If you need to guarantee uniqueness, it may be more efficient to
- Try and generate
n
random floats in [lo, hi]
at once.
- If the length of the unique floats is not
n
, try and generate however many floats are still needed
and continue accordingly until you have enough, as opposed to generating them 1-by-1 in a Python level loop checking against a set.
If you can afford NumPy doing so with np.random.uniform
can be a huge speed-up.
import numpy as np
def gen_uniq_floats(lo, hi, n):
out = np.empty(n)
needed = n
while needed != 0:
arr = np.random.uniform(lo, hi, needed)
uniqs = np.setdiff1d(np.unique(arr), out[:n-needed])
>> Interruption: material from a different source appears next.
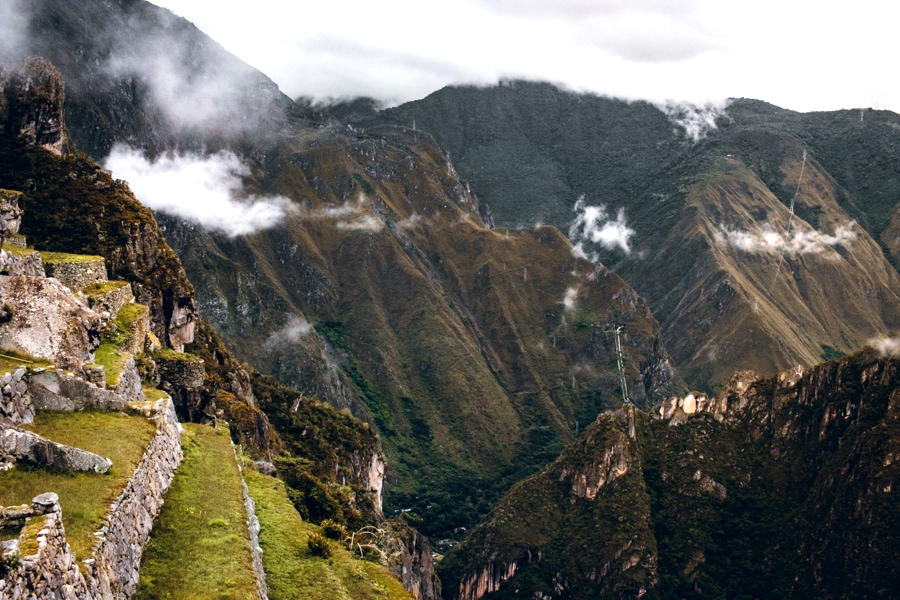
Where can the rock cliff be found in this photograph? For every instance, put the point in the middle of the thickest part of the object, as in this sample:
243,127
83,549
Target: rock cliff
774,488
out[n-needed: n-needed+uniqs.size] = uniqs
needed -= uniqs.size
np.random.shuffle(out)
return out.tolist()
If you cannot use NumPy, it still may be more efficient depending on your data needs to apply the same concept of checking for dupes afterwards, maintaining a set.
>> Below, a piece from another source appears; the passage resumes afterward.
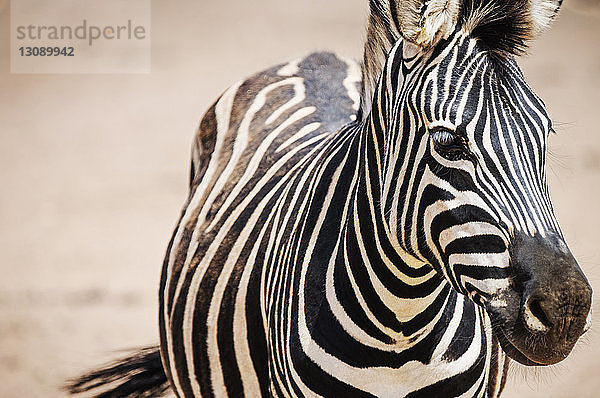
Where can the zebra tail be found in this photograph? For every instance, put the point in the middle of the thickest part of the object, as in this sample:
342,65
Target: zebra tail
140,374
def no_depend_gen_uniq_floats(lo, hi, n):
seen = set()
needed = n
while needed != 0:
uniqs = {random.uniform(lo, hi) for _ in range(needed)}
seen.update(uniqs)
needed -= len(uniqs)
return list(seen)
Rough benchmark
Extreme degenerate case
# Mitch's NumPy solution
%timeit gen_uniq_floats(0, 2**-50, 1000)
153 µs ± 3.71 µs per loop (mean ± std. dev. of 7 runs, 10000 loops each)
# Mitch's Python-only solution
%timeit no_depend_gen_uniq_floats(0, 2**-50, 1000)
495 µs ± 43.9 µs per loop (mean ± std. dev. of 7 runs, 1000 loops each)
# Raymond Hettinger's solution (single number generation)
%timeit sample_floats(0, 2**-50, 1000)
618 µs ± 13 µs per loop (mean ± std. dev. of 7 runs, 1000 loops each)
More "normal" case (with larger sample)
# Mitch's NumPy solution
%timeit gen_uniq_floats(0, 1, 10**5)
15.6 ms ± 1.12 ms per loop (mean ± std. dev. of 7 runs, 100 loops each)
# Mitch's Python-only solution
%timeit no_depend_gen_uniq_floats(0, 1, 10**5)
65.7 ms ± 2.31 ms per loop (mean ± std. dev. of 7 runs, 10 loops each)
# Raymond Hettinger's solution (single number generation)
%timeit sample_floats(0, 1, 10**5)
78.8 ms ± 4.22 ms per loop (mean ± std. dev. of 7 runs, 10 loops each)